Tirare fuori è libertà, metter dentro è repressione. Il primo suppone un’altissima percentuale di stupore: la statua è lì, nel marmo. Lo scultore è l’educatore che, estraendola, la libera dall’invisibilità: ci toglie il superfluo, fa brillare il necessario.

Lo zelo dello scultore è lo zelo dell’educatore perché si prende il rischio della libertà e gioca il suo ruolo non sull’autoritarismo bensì sull’autorevolezza. Il secondo tradisce la smania di chi ha il vizietto di imporre: di fare dell’autoritarismo la sua bandiera, del manganello il suo scalpello. Educare è un’arte, tra le più alte sotto il cielo: una faccenda del cuore, una sorta di fidanzamento, di cammino insieme.

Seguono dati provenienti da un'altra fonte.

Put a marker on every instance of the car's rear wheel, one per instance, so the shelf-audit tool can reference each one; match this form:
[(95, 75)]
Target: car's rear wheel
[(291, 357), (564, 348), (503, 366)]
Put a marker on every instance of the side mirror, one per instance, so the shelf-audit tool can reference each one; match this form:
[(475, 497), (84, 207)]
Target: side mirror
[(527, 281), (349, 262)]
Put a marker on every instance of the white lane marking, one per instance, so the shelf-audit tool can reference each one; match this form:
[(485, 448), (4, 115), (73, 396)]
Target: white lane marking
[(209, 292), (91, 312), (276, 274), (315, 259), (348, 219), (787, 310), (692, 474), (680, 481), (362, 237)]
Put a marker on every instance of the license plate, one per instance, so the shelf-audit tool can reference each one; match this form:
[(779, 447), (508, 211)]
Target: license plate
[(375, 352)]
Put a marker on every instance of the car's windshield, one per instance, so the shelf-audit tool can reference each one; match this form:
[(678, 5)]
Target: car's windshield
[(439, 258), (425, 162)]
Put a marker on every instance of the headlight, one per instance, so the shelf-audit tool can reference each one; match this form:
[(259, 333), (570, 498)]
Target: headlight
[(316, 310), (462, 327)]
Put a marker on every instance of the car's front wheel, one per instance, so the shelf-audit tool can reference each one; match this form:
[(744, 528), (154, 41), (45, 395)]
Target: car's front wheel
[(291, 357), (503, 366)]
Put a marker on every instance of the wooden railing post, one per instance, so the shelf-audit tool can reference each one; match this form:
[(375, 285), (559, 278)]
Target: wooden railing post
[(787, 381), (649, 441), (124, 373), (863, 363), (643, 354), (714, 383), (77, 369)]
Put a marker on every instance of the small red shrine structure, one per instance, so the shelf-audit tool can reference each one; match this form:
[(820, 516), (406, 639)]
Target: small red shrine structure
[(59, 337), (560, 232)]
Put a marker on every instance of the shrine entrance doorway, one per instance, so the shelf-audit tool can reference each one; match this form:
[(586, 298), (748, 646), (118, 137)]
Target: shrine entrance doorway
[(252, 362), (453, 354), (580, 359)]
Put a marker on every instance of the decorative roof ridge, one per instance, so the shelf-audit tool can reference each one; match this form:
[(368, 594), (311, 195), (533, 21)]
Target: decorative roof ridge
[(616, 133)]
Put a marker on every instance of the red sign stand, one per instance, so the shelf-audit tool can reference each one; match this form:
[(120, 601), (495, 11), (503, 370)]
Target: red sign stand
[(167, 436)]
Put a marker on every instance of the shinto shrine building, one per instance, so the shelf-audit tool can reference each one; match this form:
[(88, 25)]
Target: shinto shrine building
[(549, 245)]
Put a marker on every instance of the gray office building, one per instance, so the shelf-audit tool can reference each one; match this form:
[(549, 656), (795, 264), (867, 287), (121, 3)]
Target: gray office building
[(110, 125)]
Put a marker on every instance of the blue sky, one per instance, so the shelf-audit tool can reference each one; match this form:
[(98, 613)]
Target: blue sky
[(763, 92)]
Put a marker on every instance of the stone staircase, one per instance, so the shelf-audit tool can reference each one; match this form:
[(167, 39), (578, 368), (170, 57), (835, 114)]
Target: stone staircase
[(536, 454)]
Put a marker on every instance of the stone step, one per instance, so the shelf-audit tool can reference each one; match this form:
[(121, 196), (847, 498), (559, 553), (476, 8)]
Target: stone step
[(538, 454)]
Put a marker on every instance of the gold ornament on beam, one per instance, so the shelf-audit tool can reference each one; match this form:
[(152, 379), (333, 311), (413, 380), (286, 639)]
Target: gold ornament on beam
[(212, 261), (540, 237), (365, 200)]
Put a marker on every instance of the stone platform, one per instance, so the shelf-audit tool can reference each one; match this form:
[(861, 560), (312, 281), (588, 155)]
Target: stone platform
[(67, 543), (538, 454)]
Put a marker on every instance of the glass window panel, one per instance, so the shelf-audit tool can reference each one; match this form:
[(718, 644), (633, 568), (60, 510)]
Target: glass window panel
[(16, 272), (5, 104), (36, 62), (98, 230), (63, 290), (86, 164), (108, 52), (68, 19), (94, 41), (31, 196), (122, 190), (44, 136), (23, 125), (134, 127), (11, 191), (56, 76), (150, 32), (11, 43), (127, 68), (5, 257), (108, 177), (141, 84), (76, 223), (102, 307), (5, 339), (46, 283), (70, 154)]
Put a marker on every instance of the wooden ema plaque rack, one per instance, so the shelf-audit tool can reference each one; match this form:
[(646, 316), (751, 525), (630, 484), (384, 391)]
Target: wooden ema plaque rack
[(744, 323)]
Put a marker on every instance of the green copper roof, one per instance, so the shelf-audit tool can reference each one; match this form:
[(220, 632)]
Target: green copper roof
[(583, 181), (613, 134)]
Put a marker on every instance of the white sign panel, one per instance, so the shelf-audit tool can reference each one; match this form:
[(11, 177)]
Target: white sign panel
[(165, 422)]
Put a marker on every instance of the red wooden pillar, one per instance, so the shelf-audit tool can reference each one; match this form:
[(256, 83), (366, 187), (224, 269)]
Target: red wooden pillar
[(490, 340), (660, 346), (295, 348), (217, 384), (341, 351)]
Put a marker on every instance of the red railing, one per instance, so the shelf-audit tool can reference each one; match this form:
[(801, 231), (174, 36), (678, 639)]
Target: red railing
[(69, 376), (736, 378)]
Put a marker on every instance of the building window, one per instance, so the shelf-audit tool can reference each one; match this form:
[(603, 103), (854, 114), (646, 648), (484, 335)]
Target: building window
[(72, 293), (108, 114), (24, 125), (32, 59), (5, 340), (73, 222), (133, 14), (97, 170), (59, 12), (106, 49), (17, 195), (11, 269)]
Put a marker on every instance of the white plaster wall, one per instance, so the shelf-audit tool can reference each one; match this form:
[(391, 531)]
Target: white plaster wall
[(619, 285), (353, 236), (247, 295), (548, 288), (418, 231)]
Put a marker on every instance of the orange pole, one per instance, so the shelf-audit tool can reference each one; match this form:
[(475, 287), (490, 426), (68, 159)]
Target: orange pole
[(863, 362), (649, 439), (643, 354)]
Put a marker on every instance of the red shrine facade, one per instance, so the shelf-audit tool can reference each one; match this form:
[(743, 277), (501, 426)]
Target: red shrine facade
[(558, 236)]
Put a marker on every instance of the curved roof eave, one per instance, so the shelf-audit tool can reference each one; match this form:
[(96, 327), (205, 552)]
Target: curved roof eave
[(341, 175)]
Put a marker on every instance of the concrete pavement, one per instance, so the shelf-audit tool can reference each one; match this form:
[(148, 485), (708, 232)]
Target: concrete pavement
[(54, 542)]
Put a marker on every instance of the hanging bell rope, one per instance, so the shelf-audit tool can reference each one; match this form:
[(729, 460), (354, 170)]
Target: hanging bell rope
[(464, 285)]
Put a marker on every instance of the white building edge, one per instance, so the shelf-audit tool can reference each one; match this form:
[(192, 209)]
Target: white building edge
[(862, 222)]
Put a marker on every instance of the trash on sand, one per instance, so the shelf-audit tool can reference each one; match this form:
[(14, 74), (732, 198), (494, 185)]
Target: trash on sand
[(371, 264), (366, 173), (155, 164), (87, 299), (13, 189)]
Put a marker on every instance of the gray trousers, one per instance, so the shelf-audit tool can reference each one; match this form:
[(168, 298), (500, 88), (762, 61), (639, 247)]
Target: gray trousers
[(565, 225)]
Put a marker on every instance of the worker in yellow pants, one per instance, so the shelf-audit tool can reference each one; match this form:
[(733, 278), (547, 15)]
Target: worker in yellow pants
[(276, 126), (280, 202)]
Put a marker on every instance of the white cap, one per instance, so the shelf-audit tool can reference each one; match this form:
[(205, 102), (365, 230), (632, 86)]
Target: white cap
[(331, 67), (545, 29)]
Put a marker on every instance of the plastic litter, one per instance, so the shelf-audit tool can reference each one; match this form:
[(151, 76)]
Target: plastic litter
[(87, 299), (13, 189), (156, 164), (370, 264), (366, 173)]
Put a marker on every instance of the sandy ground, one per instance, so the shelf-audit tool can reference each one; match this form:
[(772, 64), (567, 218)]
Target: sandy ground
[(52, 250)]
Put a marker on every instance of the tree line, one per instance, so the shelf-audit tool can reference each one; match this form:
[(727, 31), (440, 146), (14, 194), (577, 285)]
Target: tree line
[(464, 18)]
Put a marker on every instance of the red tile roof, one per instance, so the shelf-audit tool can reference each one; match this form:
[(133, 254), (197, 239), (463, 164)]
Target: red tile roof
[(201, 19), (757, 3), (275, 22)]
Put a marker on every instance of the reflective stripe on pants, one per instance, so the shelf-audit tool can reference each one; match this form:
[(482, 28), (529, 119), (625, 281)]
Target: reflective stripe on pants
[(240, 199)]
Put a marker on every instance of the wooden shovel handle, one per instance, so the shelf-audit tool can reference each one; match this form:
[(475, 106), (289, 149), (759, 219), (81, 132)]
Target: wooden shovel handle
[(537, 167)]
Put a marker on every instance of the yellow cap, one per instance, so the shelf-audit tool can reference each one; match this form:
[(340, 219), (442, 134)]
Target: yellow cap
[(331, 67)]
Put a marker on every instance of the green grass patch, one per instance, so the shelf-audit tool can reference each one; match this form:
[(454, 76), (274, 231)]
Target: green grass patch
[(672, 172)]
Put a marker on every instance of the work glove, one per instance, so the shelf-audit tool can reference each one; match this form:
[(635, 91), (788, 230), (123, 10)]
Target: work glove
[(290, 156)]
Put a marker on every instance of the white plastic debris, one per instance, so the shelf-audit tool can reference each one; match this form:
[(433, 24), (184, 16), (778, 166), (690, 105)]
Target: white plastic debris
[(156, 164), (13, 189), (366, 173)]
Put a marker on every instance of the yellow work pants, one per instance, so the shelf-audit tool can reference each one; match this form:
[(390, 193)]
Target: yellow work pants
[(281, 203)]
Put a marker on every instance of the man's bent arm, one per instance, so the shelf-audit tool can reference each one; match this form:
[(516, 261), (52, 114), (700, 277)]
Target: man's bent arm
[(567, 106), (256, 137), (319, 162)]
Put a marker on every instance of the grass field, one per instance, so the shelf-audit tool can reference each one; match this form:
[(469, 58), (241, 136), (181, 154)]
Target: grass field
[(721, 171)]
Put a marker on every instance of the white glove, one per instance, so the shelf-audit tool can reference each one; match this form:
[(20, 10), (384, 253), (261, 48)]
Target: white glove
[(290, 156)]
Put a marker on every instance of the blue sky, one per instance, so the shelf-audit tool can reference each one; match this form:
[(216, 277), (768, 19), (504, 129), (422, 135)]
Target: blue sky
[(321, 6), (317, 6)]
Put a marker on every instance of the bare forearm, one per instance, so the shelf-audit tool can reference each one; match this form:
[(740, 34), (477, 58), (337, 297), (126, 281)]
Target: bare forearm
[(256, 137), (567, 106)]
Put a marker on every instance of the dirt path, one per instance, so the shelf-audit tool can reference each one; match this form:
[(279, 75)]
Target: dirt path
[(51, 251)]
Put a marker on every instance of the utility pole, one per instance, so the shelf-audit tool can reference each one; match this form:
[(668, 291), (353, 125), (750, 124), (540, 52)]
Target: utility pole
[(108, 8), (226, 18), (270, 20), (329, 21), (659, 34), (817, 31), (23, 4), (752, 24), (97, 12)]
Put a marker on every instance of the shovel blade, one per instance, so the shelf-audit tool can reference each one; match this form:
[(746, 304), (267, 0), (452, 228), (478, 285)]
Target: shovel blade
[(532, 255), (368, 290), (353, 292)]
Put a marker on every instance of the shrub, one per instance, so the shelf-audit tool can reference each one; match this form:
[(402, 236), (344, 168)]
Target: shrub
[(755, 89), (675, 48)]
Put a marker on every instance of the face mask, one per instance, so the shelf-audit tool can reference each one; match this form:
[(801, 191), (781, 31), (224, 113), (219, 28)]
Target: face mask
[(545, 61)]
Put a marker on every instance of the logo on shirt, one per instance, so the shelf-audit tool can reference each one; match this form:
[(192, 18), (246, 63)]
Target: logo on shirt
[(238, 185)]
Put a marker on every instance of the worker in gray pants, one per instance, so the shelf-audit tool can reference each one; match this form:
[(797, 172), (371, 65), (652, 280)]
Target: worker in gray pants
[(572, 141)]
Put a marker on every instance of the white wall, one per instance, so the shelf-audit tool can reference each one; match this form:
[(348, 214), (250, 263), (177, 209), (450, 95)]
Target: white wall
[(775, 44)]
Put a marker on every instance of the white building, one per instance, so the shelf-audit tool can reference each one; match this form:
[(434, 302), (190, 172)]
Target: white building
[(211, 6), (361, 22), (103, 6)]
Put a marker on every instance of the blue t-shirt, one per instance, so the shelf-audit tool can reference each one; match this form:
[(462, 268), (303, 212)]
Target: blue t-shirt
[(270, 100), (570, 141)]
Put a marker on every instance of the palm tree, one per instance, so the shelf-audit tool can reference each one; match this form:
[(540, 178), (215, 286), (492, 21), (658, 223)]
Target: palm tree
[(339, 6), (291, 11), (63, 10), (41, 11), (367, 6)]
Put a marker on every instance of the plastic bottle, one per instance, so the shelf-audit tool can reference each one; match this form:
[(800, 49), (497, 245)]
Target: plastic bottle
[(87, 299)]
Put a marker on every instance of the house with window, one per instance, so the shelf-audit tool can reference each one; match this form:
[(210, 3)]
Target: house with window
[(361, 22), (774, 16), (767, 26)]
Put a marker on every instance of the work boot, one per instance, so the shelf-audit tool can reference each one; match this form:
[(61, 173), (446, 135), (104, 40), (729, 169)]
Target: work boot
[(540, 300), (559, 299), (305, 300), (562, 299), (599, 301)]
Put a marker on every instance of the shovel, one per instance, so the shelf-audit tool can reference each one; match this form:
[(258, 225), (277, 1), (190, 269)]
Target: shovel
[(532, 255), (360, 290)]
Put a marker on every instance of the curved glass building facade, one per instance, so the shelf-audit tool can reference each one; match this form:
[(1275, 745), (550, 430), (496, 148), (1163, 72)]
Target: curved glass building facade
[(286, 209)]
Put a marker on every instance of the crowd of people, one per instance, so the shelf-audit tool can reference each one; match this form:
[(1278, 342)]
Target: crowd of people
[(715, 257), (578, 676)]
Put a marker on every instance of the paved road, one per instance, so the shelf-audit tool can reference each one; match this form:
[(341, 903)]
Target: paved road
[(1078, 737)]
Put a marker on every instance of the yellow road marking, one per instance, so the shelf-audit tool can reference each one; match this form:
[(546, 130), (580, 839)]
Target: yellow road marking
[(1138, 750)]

L’educazione è un percorso sinodale. Sinodo nell’antica Grecia indicava il percorrere un cammino insieme (sun-con, insieme e dos-via).

Perché il camminare insieme è sfumatura che ci ripara dall’insuccesso, mentre educo, mi educo: educare è venire educati, insegnare è apprendere. Il guadagno dell’arte di educare lo leggo nelle gesta di chi educo: lo avverto, però anche, nel cambiamento che produce in me. “È un educatore educato”: doppia-sfida.

La scuola è sicuramente uno dei luoghi privilegiati di questo percorso educativo, tuttavia non è pensabile lavorare a scompartimenti stagni ed in modalità decontestualizzate.

In questo senso l’educazione deve ricostruirsi in ottica sinodale, perché i ragazzi che sono nei banchi al mattino, al pomeriggio ed alla sera vivono il loro processo formativo fuori dalla scuola e vivono nel loro tempo, che quasi mai coincide con quello della scuola.

Questo divario tra la vita scolastica e la vita dei ragazzi deve essere colmato non certo con i divieti o peggio con la repressione, ma con la cultura e l’accompagnamento. La scuola ha bisogno di zelo da parte di chi la scuola la fa, ma anche da parte di chi la scuola la governa e la progetta.

La scuola, che è il luogo dove la società educa i suoi figli, non può essere governata con slogan o migliorata da semplici restyling linguistici, ma deve essere oggetto di un progetto a lungo termine che abbia una linea educativa chiara e motivata.

Dobbiamo cercare di impegnarci tutti prima che il Presidente Mattarella ci dia un altro zero in condotta, (a noi educatori non agli alunni), per mancanza di zelo.